I need to execute foreach with two iteration variables of the same size (for example 1:n), but the function changes them in parallel as written here:
We call a and b the iteration variables, since those are the variables that are changing during the multiple executions. Note that we are iterating over them in parallel, that is, they are both changing at the same time.
What I need is to make foreach to change them independently, so that I would have a list with length n^2, not n.
example:
X = foreach(i=1:n, j=1:n) %do% (sum(M[i,]*M[j,]))
in the end I get a vector of length n which is only a diagonal of matrix X, not the full matrix.
P.S. I was trying to make this with for looping, but the computation time was too great to leave the code unoptimized.
To nest foreach
loops, use the nesting operator, "%:%":
library(foreach)
n <- 4
M <- matrix(rnorm(n*n), n)
X <- foreach(i=1:n, .combine='cbind') %:%
foreach(j=1:n, .combine='c') %do% {
sum(M[i,]*M[j,])
}
To avoid repeated computations, you can have j
iterate from i
to n
, and use a .final
function to pad the resulting vectors with NA
:
pad <- function(x) c(rep(NA, n - length(x)), x)
Y <- foreach(i=1:n, .combine='cbind') %:%
foreach(j=i:n, .combine='c', .final=pad) %do% {
sum(M[i,]*M[j,])
}
But these solutions are only of academic interest. For simplicity and speed, I suspect that tcrossprod
is the best solution by far:
Z <- tcrossprod(M)
For a 4000 X 4000 matrix, this executed in under 8 seconds on my Linux machine.
foreach
is not more efficient than for
. Look for the %:%
operator as commented by @BenBarnes to use it. Parallelization might help a bit, but not much.

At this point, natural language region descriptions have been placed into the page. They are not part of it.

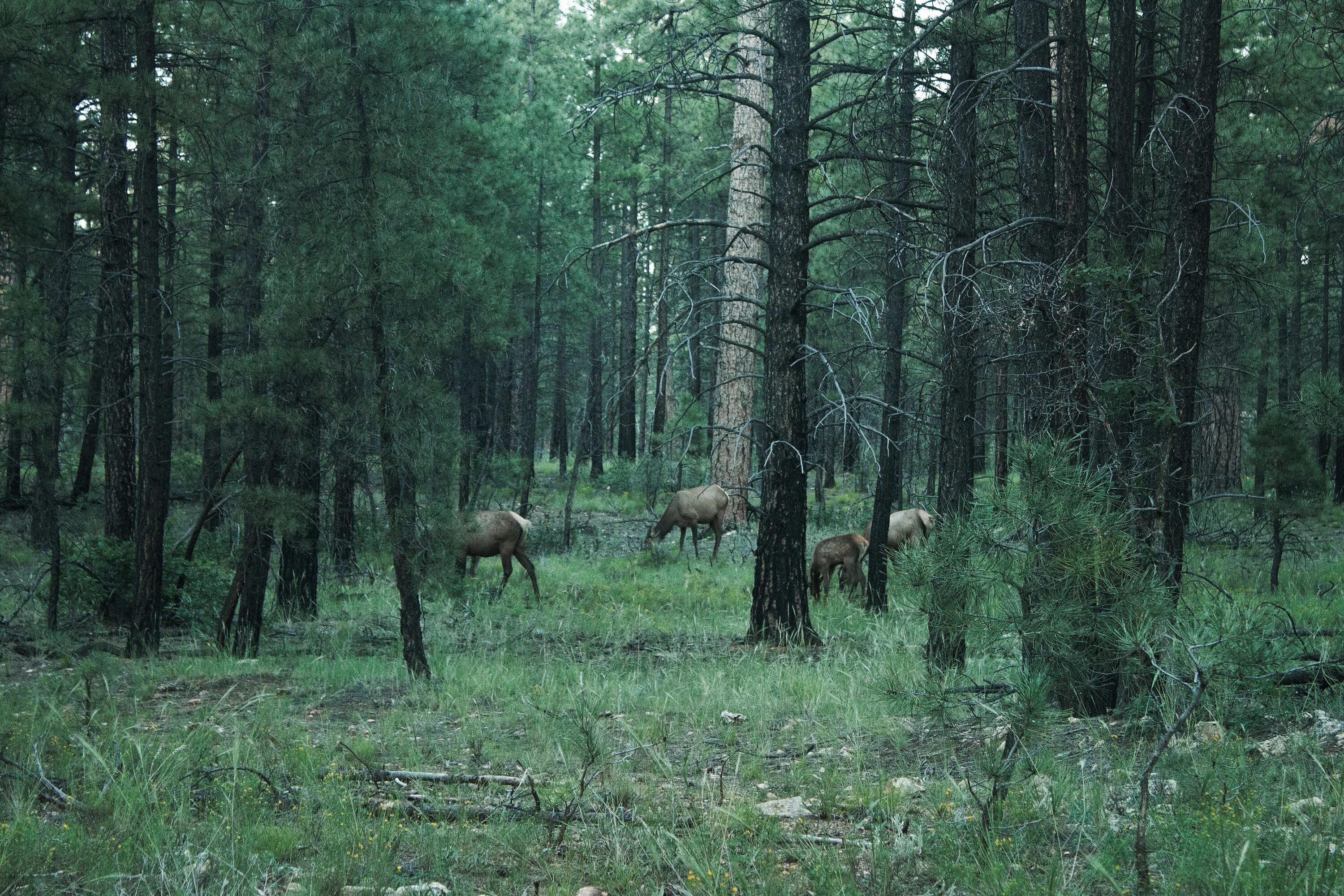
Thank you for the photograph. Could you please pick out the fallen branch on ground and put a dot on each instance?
(448, 777)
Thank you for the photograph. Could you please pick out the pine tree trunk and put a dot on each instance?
(533, 369)
(592, 440)
(890, 452)
(46, 523)
(1186, 260)
(780, 593)
(1037, 189)
(155, 375)
(663, 382)
(119, 437)
(560, 406)
(627, 441)
(258, 454)
(296, 586)
(1073, 105)
(211, 447)
(93, 414)
(960, 328)
(398, 476)
(734, 381)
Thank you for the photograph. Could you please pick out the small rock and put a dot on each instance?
(1210, 731)
(787, 808)
(908, 788)
(1303, 806)
(1276, 746)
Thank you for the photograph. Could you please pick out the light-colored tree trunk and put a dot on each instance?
(744, 281)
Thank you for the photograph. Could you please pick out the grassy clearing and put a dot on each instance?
(615, 687)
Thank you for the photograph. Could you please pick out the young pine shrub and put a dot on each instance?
(1293, 481)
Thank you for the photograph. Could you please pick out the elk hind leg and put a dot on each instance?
(531, 571)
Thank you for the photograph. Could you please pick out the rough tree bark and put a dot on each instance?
(1186, 261)
(398, 476)
(119, 439)
(960, 327)
(258, 454)
(592, 443)
(887, 495)
(627, 436)
(211, 445)
(780, 594)
(1037, 187)
(155, 375)
(734, 379)
(533, 366)
(50, 393)
(296, 586)
(663, 381)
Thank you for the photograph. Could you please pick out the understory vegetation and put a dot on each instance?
(198, 773)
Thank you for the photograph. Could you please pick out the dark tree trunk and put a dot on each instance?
(890, 456)
(592, 440)
(296, 586)
(780, 594)
(1186, 261)
(46, 523)
(1323, 437)
(211, 447)
(1037, 187)
(119, 437)
(1339, 437)
(1072, 101)
(14, 443)
(695, 375)
(258, 454)
(663, 371)
(960, 328)
(560, 405)
(398, 474)
(627, 441)
(533, 369)
(1002, 425)
(1285, 390)
(155, 375)
(93, 414)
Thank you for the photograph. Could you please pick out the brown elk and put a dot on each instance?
(500, 534)
(689, 509)
(905, 528)
(843, 551)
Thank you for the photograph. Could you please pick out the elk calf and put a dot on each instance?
(905, 528)
(843, 551)
(690, 509)
(500, 534)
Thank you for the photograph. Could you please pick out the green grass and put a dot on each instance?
(617, 680)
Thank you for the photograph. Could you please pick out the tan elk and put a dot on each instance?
(905, 528)
(843, 551)
(500, 534)
(690, 509)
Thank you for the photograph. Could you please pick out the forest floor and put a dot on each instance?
(643, 734)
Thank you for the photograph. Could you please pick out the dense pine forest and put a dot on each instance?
(992, 353)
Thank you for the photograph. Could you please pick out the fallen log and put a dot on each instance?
(449, 778)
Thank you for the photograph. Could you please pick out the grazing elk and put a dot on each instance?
(905, 528)
(500, 534)
(843, 551)
(689, 509)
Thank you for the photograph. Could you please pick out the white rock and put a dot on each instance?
(1210, 731)
(1276, 746)
(908, 788)
(787, 808)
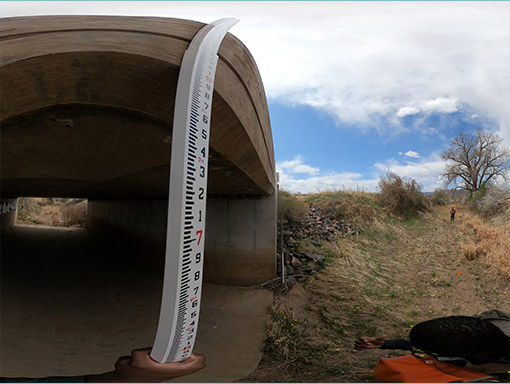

Try the following instead of an explicit loop:
M <- matrix(1:8,4)
prodsums <- combn(seq_len(nrow(M)), 2, FUN=function(ind) {
res <- sum(M[ind[1],]*M[ind[2],])
names(res) <- paste(ind, collapse="*")
res
}, simplify=F)
unlist(prodsums)
#1*2 1*3 1*4 2*3 2*4 3*4
# 32 38 44 48 56 68
resmat <- matrix(ncol=nrow(M),nrow=nrow(M))
resmat[lower.tri(resmat)] <- unlist(prodsums)
# [,1] [,2] [,3] [,4]
# [1,] NA NA NA NA
# [2,] 32 NA NA NA
# [3,] 38 48 NA NA
# [4,] 44 56 68 NA
resmat[upper.tri(resmat)] <- t(resmat)[upper.tri(resmat)]
diag(resmat) <- rowSums(M^2)
# [,1] [,2] [,3] [,4]
#[1,] 26 32 38 44
#[2,] 32 40 48 56
#[3,] 38 48 58 68
#[4,] 44 56 68 80